A escalada de tensões entre os Três poderes, uma economia rota e sem horizontes definidos, reformas encalhadas no Congresso e um presidente que insiste no confronto com ministros do STF e outros ingredientes incandescentes deixam a maioria da sociedade brasileira atônita. Seriam sinais de um golpe à vista para manter Bolsonaro e seus militares amigos no centro do poder, a exemplo de um Hugo Chávez?
Esses sinais são cada vez mais intensos depois da narrativa dos mais altos assessores do presidente, principalmente aqueles com história nas Forças Armadas. O general Heleno é um exímio mensageiro de sinais. Pois acaba de dizer que um golpe não está fora dos horizontes, claro, sob a ressalva de que um evento inusitado como esse carece do manto de alta gravidade. Bolsonaro é recorrente na lembrança da tese.
Falar, lembrar, referir-se ao golpe, sob a alegação de que, em momento como esse, as Forças Armadas estariam cumprindo papel moderador, nos termos que defende o jurista Ives Gandra Martins, ao examinar a letra constitucional em caso de impasse e tensão entre os Poderes Executivo, Legislativo e Judiciário, é mais que um simples ensaio interpretativo.

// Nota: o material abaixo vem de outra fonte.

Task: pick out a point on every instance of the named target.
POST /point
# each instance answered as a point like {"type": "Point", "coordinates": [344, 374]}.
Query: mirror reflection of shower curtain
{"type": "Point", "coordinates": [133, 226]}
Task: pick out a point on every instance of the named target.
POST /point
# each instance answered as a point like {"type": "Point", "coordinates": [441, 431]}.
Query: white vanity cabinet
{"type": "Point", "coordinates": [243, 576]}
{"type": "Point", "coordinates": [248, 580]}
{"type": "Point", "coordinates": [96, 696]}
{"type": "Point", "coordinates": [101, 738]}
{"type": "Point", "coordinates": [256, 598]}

É dar voz a um sentimento que corre nas veias de alguns núcleos. Impasse institucional?
Tensão entre os poderes é o que não falta para apimentar o caldo golpista. Mas a pimenta vem da sementeira do presidente. Apesar de se prever arrefecimento em suas investidas, os sinais são de que Bolsonaro pode recuar agora para voltar mais adiante. Há cinco investigações sobre ele em curso.
Difícil é sustentar um duelo verbal até o próximo ano. Bolsonaro vai precisar do Senado e da Câmara para fazer passar sua pauta. Sob esse terreno de dúvidas, entraremos no fim do ano com as pautas reformistas aprovadas parcialmente e todos com o olho (e o bolso) voltados para a economia. Que condição se apontaria para um golpe? Uma estrondosa vitória de Lula e ruas tomadas por grupelhos gritando palavras de ordem não aceitáveis pelas Forças Armadas? Clima de convulsão social ou apenas argumento para pôr tropas nas ruas? O Legislativo daria guarida a uma armação como essa? E o Judiciário ficaria apenas na observação?
Os talibãs do petismo, agora restritos, não teriam condições de voltar com suas bandeiras adornadas com os apetrechos do socialismo clássico. As classes médias têm, sim, condição de sustar um posicionamento radical que implique a tentativa de golpe – profissionais liberais, funcionários públicos, pequenos e médios proprietários, prestadores de serviços, autônomos, setores organizados. As margens carentes não se envolveriam diretamente em mobilizações, mas poderiam engrossar o caldo bolsonarista se o apelo maior for o assistencialismo.
No Brasil, o passado é sempre revisitado, com direito a reviver até seus hábitos pérfidos. É o caso do coronelismo do ciclo agrícola, que castigava o livre exercício dos direitos políticos. A autoridade constituída esbarrava na porteira das fazendas. Agora, neste país urbano, o poder público tem de pedir licença para subir o morro. O império coronelista do princípio do século passado finca raízes no roçado do Rio de Janeiro nas comunidades dominadas por milícias.
Por tudo isso, estamos diante de um novo coronelismo? Os currais eleitorais são comunidades miseráveis, comprimidas em morros, favelas e bairros degradados, onde o poder bandido monta formidável aparato.
Um caldo golpista está cada vez mais claro nas palavras de Bolsonaro. Mas um alento vem com o muro da resistência cada vez mais forte contra esta ameaça, a partir do Judiciário (de ministros que não se curvam aos impropérios do presidente), e de parte da sociedade organizada, como se viu no manifesto de mais de cinco mil empresários, economistas, intelectuais e outros contingentes formadores de opinião.
O fato é que a popularidade de Bolsonaro vai desabando ao longo do tempo. Resta saber se restará força para um segundo mandato em outubro de 2022. Ou então o muro da resistência vai assegurar uma era de paz e prosperidade, sem a participação dos extremistas de esquerda e de direita.